Crispe was a substantial investor in the East India Company. When the company received a revised charter from James I in 1609 , Crispe and his son Nicholas were among the named company members. In 1617, Crispe had bought a further £400 worth of stock in the company from William Temple, a transaction that Sir Alexander Temple claimed to be fraudulent. There was a second dispute between them a few years later concerning £600 of East India Company's stock which Crispe said stock had been conveyed to Temple without the knowledge of the Company's Court. The company's records show that in 1621 Crispe transferred £666 of stock to his son, Nicholas.
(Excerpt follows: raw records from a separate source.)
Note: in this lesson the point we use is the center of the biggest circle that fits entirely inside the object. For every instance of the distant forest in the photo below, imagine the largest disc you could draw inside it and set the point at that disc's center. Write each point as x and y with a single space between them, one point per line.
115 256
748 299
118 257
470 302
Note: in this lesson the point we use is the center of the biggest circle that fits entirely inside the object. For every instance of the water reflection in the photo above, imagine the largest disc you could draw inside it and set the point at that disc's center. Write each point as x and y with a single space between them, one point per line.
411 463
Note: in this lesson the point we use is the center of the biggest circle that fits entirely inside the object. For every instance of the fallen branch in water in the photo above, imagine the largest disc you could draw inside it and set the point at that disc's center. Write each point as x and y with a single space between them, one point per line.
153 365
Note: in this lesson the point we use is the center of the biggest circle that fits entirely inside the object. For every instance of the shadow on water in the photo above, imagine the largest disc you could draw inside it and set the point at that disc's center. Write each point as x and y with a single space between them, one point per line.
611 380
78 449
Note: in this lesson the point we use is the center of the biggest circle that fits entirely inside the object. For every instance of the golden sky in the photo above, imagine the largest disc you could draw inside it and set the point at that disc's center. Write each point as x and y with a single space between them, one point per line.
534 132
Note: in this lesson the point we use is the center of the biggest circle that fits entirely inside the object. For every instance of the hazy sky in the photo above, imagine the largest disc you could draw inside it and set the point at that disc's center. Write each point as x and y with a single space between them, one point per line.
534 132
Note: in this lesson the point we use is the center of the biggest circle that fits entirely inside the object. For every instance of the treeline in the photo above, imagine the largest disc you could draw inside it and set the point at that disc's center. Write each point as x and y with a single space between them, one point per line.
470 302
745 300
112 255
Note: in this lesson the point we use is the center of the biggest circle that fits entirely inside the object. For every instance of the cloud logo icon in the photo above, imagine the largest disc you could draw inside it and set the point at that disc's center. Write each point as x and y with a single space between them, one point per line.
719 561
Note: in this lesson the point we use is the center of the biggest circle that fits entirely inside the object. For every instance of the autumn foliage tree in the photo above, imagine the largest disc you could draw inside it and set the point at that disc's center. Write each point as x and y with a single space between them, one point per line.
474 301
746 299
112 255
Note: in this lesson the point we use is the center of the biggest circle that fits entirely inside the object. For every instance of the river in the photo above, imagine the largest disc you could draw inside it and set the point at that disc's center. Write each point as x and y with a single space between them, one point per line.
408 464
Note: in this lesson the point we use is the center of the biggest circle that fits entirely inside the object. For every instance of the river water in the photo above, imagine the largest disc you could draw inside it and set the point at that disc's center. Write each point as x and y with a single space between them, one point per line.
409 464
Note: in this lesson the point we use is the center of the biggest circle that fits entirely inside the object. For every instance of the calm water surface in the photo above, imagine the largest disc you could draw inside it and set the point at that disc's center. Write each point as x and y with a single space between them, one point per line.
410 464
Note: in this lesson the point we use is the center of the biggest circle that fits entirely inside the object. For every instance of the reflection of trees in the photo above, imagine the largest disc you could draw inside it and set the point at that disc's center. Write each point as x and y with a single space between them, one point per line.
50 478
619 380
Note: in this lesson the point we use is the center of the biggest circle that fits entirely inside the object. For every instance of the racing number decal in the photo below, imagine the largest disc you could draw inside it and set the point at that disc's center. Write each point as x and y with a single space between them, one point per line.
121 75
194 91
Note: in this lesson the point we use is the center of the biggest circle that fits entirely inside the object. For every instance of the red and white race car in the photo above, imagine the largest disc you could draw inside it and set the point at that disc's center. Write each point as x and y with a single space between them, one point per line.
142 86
Along with his brother, Crispe paid for the alms houses in his home town of Marshfield. In 1624, a sermon by Thomas Gataker was dedicated to Crispe and his brother, Nicholas. Crispe was made an alderman of the City of London in 1625.

==Death==
He died on 3 November 1625 shortly after being elected Sheriff and is buried in St Mildred, Bread Street. His lengthy will was proved on 7 November 1625 at the Prerogative Court of Canterbury. In his will, he made bequests to the poor of Bread Street, the town of Marshfield and the Officers of the Salters' Company.

Crispe's widow, Hester, subsequently married Walter Pye.